Delita lent a hand to steady him. He did not respond until they were several dohms farther into the grey.
"It's not quite like having a friend, I think. It's like having somebody who can't leave you." He paused. "Who you can't leave either, not even if you stop liking each other. You're stuck, and you can't come apart." Ramza nodded.
"I like Teta alright, though," Delita continued. "It would be different too if my Da weren't dead. I could have left then—gone and joined the Death Knights or something."
"They don't let twelve-year-olds be knights, Delita."
"The Death Knights aren't normal knights, though. The rules are different."
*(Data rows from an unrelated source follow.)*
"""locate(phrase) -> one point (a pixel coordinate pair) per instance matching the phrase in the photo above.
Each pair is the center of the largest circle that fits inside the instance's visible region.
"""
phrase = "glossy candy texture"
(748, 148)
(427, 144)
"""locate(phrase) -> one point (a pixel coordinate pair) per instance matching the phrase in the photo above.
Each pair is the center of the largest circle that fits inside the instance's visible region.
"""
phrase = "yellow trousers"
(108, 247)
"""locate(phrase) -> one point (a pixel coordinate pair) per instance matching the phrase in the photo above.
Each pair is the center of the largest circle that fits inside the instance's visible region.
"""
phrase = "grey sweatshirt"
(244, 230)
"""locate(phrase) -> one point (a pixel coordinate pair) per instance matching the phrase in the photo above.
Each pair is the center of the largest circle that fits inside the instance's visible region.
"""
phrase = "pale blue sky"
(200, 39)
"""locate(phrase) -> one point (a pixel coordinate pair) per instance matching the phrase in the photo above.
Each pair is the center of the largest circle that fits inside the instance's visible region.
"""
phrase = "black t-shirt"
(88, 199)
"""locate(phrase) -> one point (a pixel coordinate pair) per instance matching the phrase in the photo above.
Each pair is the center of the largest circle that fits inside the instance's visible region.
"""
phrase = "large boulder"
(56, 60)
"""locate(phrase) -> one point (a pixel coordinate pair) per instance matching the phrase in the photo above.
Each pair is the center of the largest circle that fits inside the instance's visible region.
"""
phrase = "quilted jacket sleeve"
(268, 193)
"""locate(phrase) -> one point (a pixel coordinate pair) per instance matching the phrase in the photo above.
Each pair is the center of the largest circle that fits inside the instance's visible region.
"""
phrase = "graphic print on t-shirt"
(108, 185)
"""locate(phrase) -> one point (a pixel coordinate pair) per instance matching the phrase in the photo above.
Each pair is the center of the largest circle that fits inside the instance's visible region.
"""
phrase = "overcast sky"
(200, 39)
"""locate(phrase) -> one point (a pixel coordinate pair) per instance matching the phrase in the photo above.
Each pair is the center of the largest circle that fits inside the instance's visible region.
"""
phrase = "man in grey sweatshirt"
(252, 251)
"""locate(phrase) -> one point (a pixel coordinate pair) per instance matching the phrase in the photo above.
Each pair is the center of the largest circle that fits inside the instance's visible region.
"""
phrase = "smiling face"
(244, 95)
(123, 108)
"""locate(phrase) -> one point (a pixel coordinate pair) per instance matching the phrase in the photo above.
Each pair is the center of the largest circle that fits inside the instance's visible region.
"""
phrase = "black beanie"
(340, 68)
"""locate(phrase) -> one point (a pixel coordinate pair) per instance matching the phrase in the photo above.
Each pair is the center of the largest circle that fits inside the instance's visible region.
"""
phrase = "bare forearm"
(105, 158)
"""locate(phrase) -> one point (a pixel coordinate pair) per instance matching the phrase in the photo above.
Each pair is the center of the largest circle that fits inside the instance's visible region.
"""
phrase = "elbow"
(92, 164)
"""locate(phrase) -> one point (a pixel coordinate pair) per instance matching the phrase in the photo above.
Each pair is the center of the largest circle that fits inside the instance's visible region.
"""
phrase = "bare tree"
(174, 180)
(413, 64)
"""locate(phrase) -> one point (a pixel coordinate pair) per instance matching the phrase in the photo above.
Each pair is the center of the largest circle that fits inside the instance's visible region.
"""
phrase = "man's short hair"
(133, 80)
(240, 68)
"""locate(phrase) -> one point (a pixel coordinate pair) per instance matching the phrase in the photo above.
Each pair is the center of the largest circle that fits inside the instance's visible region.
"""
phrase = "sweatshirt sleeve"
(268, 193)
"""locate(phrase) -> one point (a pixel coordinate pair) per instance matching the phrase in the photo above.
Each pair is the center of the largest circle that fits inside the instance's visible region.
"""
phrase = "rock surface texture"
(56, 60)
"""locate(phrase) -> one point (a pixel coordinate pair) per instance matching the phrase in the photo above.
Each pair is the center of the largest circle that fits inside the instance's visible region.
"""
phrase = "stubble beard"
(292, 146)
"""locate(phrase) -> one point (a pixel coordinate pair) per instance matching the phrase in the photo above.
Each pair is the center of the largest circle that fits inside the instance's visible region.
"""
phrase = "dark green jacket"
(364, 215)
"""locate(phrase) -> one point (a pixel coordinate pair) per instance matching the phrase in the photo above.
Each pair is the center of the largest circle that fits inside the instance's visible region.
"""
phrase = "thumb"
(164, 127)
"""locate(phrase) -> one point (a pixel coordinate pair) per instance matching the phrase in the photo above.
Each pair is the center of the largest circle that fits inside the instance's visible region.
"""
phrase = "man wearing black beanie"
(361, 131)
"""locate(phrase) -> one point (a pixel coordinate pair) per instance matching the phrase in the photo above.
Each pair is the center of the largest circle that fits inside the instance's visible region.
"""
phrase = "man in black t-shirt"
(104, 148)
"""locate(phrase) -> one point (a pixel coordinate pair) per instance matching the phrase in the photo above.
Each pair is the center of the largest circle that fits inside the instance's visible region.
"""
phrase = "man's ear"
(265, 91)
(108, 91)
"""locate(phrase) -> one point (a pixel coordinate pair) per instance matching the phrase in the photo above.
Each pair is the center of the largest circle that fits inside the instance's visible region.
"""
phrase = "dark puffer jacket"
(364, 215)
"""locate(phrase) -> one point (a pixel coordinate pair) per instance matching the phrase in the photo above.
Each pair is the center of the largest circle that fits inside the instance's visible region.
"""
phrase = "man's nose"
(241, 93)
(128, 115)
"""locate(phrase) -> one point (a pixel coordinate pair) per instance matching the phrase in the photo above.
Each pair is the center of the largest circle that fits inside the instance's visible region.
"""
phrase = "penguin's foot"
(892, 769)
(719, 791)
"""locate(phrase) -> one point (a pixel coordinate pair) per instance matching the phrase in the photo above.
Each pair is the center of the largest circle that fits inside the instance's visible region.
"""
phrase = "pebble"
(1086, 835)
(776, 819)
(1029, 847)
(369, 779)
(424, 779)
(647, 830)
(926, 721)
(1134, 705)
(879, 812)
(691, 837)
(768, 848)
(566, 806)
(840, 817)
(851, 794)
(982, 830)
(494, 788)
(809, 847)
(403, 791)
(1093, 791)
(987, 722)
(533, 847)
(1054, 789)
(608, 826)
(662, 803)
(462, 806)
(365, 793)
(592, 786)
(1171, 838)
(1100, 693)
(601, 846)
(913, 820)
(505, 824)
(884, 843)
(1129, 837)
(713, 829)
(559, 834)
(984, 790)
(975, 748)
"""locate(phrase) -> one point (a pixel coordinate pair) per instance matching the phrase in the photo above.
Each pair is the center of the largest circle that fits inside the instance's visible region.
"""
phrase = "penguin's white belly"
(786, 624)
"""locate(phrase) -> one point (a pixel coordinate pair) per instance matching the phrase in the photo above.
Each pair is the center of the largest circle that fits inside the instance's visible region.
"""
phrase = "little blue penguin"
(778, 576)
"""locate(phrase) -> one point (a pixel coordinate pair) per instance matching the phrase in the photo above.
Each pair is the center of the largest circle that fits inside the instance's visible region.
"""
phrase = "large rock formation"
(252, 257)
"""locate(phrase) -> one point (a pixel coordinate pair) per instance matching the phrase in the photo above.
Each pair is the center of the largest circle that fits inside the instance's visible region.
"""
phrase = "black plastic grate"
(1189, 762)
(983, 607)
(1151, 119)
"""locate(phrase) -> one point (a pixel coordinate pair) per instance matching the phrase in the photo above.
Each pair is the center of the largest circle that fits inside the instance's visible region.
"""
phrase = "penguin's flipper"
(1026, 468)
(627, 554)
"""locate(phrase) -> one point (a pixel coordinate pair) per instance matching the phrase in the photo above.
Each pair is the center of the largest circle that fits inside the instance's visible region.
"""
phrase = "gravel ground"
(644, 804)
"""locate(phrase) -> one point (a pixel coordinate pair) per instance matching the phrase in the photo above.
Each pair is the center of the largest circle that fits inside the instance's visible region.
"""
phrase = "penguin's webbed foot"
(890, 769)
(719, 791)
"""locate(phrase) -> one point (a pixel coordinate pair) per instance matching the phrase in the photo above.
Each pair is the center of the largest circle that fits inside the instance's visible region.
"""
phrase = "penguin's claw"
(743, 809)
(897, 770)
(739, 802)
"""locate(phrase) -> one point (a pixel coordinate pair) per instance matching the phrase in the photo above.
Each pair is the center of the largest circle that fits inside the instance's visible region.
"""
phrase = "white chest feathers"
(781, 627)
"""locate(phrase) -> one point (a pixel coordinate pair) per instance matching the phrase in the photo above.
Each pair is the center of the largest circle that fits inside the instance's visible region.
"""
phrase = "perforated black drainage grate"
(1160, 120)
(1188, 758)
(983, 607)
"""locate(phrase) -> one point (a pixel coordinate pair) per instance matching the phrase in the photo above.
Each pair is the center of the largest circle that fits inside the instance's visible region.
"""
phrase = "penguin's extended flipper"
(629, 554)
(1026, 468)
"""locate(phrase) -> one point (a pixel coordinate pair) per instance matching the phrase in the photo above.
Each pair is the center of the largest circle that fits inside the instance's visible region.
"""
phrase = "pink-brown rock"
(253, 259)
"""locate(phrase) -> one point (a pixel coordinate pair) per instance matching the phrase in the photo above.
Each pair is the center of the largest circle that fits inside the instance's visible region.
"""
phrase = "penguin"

Ramza nodded again. He thought to himself that this was probably correct, although he'd never really thought it through. He also thought that he didn't understand sisters anymore than he had before. He'd never been close enough to his sister that he could leave her anywhere. She'd been left behind since whatever day it was that the Romandans came—when his mother had told him that they would have to weather together a while as a family that was just the two of them.
"What's it like to have brothers, Ramza?" Delita asked after a moment, evidently attempting to keep up the conversation.
"I don't know." Ramza frowned a little. "I don't ever see them, either."
"Well, I don't have any to see or not see."
"They're not even really brothers, really. They were grown-ups pretty much when I was born, and we're only one-half brothers anyway."
They reached the top of the hill, and Ramza ran about a little, looking for a point from which he could best squint towards the horizon. Delita, who had never been informed of his plan to show him the tiniest sliver of the West Burgess Ocean, sat down, giving him an odd look. He began to rub his hands along his legs, trying to press some warmth back into them.
"We really should go home, Ramza. I can barely feel my toes, and it'll be far worse before we get back."
Ramza craned his head this way and that, blinking the bits of snow away from his eyelashes as best he could. He hadn't heard Delita at all. He was trying to find the line that edges the white stretch of the next hill: a little rope of dull silver that lay beyond the shore. When he found it—or found what he thought was it—he grabbed Delita and pointed enthusiastically in its direction.
He watched then, and his friend did his utmost to be excited at the sight of that dim shadow of distant water. Delita told him with all seeming sincerity that he was flattered he had thought to show it to him.
On the way back—as they felt their bodies sink into the damp, cottony expanse of the growing white—the boys interlinked their arms and leaned against one another as they pushed on.
"It's different, you know," Ramza said. "It's different when there's something you can see."
"You've seen them all before, haven't you?" Delita asked, turning the conversation back to all the Beoulves he'd never seen.
Ramza stopped and cast his gaze up towards the grey white sky above. "I suppose I have," he said. "Maybe—when the war is over—I'll see them again. Maybe it will be like you said."
He laughed a little, and a puff of his breath stood stark in the winter air a moment before it was drowned beneath the snow.
"Maybe once we're all together again—maybe then we won't be able to come apart."